I typically use a butterfly needle because my needle of choice is the Terumo UTW 21g 3/4″ and that combination of features is only available in a butterfly needle. I use the syringe method for giving fluids to my own cats, and I like the extra extension tubing that the butterfly needle is connected to. I really like the butterfly wings as well. They make gripping the needle just a little bit easier.
Butterfly needles are more expensive than a regular hypodermic needle. Regular hypodermic needles can usually be purchased for less than $0.10 (USD) each and butterfly needles are closer to $0.60 (USD) each.
Where and How to Buy
There are many options for where to purchase from, though depending on where you live there may be some restrictions on that. Tanya’s Comprehensive Guide to Feline Chronic Kidney Disease has some great ideas on where/how to purchase needles (and other supplies too).
If you are in the United States you can generally purchase needles without a prescription. There are only 4 or 5 states where a prescription is required.
In an “emergency” situation if you need a small amount of needles you may be able to get them from any pharmacy without a prescription (unless you live in a prescription-required state). The pharmacist will ask what you need the needles for, and they’re likely to limit you to 10 needles or less for these purchases.

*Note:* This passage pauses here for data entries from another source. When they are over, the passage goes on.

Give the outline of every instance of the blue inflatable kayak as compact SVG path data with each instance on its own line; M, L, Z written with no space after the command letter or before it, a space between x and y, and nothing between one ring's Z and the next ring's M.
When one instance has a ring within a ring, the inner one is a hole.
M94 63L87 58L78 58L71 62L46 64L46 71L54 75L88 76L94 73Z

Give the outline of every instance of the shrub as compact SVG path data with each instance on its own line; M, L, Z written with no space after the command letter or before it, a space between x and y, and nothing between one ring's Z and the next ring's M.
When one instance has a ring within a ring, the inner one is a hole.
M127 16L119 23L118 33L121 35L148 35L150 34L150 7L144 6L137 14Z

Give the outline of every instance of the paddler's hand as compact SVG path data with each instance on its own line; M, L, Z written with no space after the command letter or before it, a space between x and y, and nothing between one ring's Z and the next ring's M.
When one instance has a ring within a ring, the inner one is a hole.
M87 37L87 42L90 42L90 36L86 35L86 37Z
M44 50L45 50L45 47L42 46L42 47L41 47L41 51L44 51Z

I do not recommend purchasing needles from Amazon or from online auction sites such as eBay. Amazon has major problems with counterfeit products and, although needles are unlikely to be counterfeited due to low profit margins, I still would not risk it. I would not risk eBay because I don’t trust that the products have not been tampered with. I prefer to purchase all needles and other medical supplies from licensed pharmacy or medical supply distributors.